The trial itself is already the result of the work of a lawyer. Just as a theatrical performance is preceded by rehearsals, a trial requires preparation. Cases are lost due to improper preparation. Only romantics can count on correcting mistakes in the appeal instance.
How to Assess the Prospects of the Case?
Preparation for the trial begins with an assessment of the client’s chances of a positive outcome of the case. Therefore, initially, it is worth assessing the prospects of the trial itself. To do this, use the following criteria:
- Achievement of the goal. Delay the consideration of another case or defend against a possible claim; create a prejudicial fact – to establish circumstances that will not require proof in a new process. Lawsuits are used to report to the tax office – to confirm losses. Evidence cannot be obtained out of court, and the purpose of the process is to obtain it through a court request. So, in one case, through such inquiries, we received information about the vehicles of the debtor, and when it came to enforcement proceedings, we did not waste time searching for property. Lawsuits are started for “black” or “white” PR. This is only part of the goals that are pursued by filing an application to the court.

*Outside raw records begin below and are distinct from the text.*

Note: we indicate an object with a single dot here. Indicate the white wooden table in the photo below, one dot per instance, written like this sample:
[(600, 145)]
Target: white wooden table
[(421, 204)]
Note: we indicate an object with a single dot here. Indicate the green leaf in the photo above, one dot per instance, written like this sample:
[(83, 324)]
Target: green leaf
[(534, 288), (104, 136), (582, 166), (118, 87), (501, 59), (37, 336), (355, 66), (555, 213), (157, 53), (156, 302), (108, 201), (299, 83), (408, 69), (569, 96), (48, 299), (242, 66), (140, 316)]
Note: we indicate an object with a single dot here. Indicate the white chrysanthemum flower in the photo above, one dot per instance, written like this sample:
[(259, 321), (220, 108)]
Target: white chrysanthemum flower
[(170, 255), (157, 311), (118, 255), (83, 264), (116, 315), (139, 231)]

- Assess the chances of success. To do this, line up events in a row – build your theory of the case. As you study the materials, understand (a) what really happened, (b) which side are you on, (c) whether there is enough evidence. The construction of such a theory will allow us to assess the prospects for the proceedings. The odds can be assessed on the following scale: low, below average, average, above average, high.
- Cost. Litigation should be treated as a business project and cost estimate. The expenditure part consists of: state duty, expenses for examination and external lawyers, overhead costs, and other costs.
- Terms of consideration of the case. For an objective picture, it is worth considering: (a) the time to prepare for the process (obtaining evidence), (b) the consideration of the case in court (and in three instances), (c) the time frame for enforcing the court decision.
- Assess the risks. Answer the question: “Will it not get worse after filing a claim?” Such risks: “black” PR from competitors, filing a counterclaim, initiating parallel proceedings against the client, or, even worse, administrative or criminal proceedings.
Follow these simple tips to stay prepared for a trial hearing and increase your chances of winning the case.